Dalam buku ini juga memuat tentang bahwa undang-undang peninggalan kolonial itu ipso jure tidak berlaku karena nilainya sudah bertentangan dengan UUD 1945. Hal ini tercantum dalam maklumat pemerintah tanggal 10 oktober 1945. Dalam buku ini memberikan solusi bahwa di indonesia yang berlatar belakang mempunyai berbagai budaya, adat, dan agama, mempunyai hukum yang hidup dalam masyarakat (living law) karena hukum ini telah lebih eksis daripada hukum kolonial. jadi, pemerintah atau lembaga yang berwenang membentuk UU hanya perlu untuk menggali hukum yang hidup dalam masyarakat.

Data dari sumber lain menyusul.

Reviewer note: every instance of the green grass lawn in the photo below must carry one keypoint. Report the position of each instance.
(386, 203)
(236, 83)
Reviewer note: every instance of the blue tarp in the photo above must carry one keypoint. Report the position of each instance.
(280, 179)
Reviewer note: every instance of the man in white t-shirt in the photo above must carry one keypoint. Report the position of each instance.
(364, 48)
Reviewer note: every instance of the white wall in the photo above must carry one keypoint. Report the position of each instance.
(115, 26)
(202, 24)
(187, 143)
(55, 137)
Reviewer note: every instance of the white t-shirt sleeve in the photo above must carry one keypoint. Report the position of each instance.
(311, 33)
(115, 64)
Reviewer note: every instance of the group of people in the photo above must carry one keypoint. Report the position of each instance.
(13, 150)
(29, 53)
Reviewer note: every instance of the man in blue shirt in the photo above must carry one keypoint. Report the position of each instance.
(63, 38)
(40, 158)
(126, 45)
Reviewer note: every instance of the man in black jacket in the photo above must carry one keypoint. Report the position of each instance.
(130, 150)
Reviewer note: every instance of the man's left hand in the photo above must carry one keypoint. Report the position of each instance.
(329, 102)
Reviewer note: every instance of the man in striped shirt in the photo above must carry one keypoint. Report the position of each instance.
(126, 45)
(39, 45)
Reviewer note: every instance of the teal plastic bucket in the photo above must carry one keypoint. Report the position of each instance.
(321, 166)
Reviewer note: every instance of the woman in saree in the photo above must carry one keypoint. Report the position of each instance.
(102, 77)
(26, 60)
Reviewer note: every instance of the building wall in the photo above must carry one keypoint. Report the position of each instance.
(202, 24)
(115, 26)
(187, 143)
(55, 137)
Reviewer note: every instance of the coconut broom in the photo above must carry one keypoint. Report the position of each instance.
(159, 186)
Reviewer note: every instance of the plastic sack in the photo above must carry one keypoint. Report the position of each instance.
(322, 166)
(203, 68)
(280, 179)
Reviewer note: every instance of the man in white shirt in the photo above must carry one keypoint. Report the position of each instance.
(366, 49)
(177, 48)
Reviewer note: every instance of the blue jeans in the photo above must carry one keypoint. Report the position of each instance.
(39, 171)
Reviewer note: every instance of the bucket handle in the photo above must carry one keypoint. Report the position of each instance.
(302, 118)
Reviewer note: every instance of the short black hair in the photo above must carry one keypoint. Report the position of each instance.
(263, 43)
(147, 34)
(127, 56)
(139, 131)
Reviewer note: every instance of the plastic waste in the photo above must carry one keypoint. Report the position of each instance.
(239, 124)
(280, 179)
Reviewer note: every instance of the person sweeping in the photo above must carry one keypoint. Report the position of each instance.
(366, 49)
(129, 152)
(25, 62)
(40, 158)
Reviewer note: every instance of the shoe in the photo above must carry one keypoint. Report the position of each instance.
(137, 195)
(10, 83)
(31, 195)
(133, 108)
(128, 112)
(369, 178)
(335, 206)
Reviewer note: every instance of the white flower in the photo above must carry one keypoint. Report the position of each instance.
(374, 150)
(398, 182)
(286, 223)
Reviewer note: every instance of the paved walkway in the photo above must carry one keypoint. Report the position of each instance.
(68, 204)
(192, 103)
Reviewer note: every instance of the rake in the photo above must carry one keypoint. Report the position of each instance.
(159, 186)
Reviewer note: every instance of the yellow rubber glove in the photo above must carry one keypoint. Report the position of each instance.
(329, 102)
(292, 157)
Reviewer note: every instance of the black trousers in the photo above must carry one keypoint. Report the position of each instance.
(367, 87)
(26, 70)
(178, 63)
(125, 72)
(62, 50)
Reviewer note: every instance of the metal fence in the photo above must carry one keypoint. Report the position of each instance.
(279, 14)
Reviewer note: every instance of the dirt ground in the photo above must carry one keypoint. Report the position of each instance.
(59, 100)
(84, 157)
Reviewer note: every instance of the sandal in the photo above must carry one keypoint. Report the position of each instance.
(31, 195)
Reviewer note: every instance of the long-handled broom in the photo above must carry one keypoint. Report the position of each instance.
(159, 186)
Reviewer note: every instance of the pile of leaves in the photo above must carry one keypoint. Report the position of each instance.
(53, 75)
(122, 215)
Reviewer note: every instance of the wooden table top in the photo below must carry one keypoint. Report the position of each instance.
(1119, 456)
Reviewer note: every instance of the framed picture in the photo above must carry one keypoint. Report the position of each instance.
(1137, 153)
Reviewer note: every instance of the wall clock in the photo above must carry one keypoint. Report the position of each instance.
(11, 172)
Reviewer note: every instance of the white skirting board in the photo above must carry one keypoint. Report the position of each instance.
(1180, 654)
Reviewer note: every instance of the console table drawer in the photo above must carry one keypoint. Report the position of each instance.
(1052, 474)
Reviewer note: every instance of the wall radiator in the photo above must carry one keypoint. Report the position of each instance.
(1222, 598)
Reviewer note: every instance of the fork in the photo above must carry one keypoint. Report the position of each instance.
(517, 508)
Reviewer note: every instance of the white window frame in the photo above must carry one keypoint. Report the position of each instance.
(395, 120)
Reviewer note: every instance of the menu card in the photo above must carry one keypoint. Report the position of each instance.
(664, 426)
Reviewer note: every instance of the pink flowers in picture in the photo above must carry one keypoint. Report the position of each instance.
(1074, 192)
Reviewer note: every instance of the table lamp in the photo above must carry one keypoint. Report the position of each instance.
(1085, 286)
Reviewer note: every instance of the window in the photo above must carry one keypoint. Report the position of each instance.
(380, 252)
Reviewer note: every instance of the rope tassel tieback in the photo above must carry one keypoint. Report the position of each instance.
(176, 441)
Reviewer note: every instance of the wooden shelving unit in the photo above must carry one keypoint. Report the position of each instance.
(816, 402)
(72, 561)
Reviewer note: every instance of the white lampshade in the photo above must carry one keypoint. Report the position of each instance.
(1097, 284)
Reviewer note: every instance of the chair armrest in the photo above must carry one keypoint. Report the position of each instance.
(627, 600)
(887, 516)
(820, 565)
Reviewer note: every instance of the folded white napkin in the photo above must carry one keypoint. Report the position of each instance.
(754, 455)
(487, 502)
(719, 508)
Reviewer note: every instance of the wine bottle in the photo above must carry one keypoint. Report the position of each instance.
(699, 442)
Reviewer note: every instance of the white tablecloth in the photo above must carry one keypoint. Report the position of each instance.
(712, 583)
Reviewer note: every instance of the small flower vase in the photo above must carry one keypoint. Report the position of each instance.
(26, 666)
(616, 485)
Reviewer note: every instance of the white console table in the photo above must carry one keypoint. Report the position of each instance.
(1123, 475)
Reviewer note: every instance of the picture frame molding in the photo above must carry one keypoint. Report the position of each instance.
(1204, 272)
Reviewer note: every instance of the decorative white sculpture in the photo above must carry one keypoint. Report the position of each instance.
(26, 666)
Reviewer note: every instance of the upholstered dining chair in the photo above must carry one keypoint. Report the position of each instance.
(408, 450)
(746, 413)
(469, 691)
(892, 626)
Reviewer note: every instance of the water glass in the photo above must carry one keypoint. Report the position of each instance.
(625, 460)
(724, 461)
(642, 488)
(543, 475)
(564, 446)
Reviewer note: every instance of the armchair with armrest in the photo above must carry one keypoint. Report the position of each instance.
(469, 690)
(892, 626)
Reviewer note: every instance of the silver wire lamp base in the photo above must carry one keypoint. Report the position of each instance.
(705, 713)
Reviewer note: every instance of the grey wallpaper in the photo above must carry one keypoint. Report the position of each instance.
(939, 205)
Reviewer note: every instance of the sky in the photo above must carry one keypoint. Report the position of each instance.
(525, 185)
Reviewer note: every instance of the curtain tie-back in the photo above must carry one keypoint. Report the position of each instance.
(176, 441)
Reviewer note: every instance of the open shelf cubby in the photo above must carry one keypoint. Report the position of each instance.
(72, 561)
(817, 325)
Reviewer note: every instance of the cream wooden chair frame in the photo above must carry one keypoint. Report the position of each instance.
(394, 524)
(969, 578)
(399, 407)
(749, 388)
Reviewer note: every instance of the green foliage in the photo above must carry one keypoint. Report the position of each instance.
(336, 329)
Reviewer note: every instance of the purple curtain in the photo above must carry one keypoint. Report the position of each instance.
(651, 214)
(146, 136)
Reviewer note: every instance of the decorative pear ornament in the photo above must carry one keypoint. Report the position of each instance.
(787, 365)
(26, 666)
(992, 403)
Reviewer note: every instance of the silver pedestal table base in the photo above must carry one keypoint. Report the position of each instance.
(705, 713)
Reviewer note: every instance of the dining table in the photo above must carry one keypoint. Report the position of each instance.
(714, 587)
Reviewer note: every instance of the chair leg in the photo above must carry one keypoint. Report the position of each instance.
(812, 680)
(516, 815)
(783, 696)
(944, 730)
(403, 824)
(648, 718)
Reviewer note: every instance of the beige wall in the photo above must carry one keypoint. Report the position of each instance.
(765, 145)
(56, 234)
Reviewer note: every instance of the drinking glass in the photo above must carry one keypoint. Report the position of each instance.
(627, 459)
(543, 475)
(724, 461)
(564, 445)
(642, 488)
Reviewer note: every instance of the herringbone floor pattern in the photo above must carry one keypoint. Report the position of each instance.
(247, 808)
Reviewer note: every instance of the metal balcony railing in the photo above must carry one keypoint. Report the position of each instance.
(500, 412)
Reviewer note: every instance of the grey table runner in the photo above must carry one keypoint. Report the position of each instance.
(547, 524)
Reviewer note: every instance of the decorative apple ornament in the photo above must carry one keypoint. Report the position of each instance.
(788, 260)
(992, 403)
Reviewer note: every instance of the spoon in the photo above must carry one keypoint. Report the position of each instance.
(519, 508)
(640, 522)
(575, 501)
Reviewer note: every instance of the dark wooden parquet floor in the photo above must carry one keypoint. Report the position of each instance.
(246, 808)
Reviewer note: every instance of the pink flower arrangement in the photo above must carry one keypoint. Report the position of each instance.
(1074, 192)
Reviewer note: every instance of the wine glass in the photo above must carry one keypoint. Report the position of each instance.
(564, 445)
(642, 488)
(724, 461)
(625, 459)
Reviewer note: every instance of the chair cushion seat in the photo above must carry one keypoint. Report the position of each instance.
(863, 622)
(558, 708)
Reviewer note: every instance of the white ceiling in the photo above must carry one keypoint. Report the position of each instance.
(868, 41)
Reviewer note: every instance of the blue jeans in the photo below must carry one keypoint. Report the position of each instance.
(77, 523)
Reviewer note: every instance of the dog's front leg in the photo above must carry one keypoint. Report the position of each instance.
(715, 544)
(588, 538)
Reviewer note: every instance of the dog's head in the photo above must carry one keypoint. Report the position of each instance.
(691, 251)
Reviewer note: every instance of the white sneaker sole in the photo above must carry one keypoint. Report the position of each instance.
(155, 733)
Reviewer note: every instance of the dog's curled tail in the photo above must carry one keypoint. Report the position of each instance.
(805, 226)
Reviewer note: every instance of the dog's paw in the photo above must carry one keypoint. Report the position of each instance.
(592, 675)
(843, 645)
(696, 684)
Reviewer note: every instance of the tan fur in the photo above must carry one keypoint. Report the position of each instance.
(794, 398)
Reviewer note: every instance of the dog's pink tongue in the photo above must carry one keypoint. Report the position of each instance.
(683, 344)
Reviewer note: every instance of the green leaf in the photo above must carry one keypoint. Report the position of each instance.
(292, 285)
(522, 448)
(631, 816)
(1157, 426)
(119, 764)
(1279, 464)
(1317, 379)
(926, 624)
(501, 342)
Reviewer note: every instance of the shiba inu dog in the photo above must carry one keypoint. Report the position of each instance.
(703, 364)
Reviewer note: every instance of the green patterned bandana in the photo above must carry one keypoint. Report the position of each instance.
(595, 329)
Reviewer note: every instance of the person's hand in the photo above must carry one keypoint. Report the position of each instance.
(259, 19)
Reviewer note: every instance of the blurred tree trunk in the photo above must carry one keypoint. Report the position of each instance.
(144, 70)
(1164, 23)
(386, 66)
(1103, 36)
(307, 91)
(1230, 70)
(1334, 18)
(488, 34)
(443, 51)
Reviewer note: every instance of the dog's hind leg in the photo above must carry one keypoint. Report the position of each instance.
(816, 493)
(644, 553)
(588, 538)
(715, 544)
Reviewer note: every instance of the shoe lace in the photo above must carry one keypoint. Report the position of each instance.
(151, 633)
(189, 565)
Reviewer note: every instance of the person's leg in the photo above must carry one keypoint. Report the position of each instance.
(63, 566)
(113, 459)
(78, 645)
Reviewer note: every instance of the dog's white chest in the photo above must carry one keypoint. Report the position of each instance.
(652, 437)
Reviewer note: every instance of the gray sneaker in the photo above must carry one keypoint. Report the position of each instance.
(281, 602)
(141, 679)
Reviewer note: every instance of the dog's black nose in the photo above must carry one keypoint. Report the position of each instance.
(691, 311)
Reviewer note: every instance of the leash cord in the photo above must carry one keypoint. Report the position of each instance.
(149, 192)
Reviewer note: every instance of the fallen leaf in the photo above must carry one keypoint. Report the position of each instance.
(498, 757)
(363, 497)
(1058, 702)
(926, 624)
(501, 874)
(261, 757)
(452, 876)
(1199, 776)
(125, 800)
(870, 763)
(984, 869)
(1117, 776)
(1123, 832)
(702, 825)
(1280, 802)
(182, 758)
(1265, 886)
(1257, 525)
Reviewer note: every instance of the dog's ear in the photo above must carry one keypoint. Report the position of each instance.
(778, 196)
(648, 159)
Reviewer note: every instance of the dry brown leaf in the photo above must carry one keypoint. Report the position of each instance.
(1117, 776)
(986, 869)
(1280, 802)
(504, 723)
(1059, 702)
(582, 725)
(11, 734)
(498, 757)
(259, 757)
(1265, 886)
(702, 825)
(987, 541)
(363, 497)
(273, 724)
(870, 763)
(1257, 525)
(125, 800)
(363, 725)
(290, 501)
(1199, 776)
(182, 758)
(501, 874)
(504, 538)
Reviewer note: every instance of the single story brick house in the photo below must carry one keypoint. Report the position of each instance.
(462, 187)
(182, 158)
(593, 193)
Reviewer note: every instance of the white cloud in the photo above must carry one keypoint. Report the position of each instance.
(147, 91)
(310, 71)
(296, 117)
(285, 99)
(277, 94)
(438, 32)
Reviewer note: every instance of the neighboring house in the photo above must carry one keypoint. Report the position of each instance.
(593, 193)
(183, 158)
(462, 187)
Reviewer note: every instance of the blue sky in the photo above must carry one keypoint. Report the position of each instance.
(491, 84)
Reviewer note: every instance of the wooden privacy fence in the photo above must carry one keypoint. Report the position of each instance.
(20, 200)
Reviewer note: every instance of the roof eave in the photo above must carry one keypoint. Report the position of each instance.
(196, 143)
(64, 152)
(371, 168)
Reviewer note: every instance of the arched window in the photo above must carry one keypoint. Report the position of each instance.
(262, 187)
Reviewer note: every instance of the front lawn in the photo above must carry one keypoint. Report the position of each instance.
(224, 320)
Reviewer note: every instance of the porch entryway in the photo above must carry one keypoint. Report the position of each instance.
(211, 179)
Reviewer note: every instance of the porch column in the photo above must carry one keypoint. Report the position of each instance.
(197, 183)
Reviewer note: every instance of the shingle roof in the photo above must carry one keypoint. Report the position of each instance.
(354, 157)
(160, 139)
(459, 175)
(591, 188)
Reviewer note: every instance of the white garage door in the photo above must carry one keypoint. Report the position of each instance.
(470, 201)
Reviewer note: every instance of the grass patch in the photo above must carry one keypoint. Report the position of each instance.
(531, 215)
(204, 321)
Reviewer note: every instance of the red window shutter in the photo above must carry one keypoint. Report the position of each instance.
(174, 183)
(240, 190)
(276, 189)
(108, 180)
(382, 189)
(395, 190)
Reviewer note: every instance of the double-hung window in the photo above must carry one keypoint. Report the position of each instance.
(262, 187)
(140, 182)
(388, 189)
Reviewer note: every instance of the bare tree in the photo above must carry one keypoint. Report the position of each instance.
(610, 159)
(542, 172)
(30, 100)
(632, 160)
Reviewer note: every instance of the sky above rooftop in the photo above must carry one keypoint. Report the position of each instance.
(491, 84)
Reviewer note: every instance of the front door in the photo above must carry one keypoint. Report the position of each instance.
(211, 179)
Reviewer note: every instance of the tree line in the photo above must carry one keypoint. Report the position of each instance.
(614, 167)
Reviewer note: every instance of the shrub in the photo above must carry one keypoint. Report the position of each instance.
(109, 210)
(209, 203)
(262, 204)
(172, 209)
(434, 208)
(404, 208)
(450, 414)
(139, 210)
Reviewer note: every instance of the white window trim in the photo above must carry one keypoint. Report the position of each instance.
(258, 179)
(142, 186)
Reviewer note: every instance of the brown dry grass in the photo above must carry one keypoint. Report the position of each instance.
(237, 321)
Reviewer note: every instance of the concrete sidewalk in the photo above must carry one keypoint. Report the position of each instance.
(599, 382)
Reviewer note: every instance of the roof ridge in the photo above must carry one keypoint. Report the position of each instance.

Pembentukkan undang-undang di indonesia juga masih di intervensi oleh pihak asing, contohnya undang-undang anti teroris. Undang-undang ini lahir belum lama setelah peristiwa bom bali. Pada saat itu pemerintah mendapatkan tekanan internasional untuk menjerat pelaku, maka lahirlah Perpu No. 1/2002 dan akhirnya menjadi UU No. 15/2003 dan Perpu No. 2/2002 menjadi UU No. 16/2003. Menurut Prof. Dr. Baqir Manan berpandangan perpu dirancang hanya berkaitan pelanggaran di bidang pemerintah, tidak boleh mengatur hal-al yang bersifat kenegaraan maupun berkaitan dengan perlindungan dan jaminan hak-hak dasar rakyat. Disini nyata-nyata sungguh luar biasa rampasan hak kemerdekaan seseorang warga sampai diatur dalam Perpu. Intervensi asing di Indonesia ini adalah Amerika serikat dan sekutunya. Dengan berkedok kampanya anti teorisme global amerika serikat juga mengusung misi neoimperialisme.
Pada akhrinya saya beranggapan bahwa buku ini adalah merupakan luapan penyesalan para cendikia indonesia yang merasa tidak setuju dengan massih diberlakuannya undang-undang peninggalan kolonial.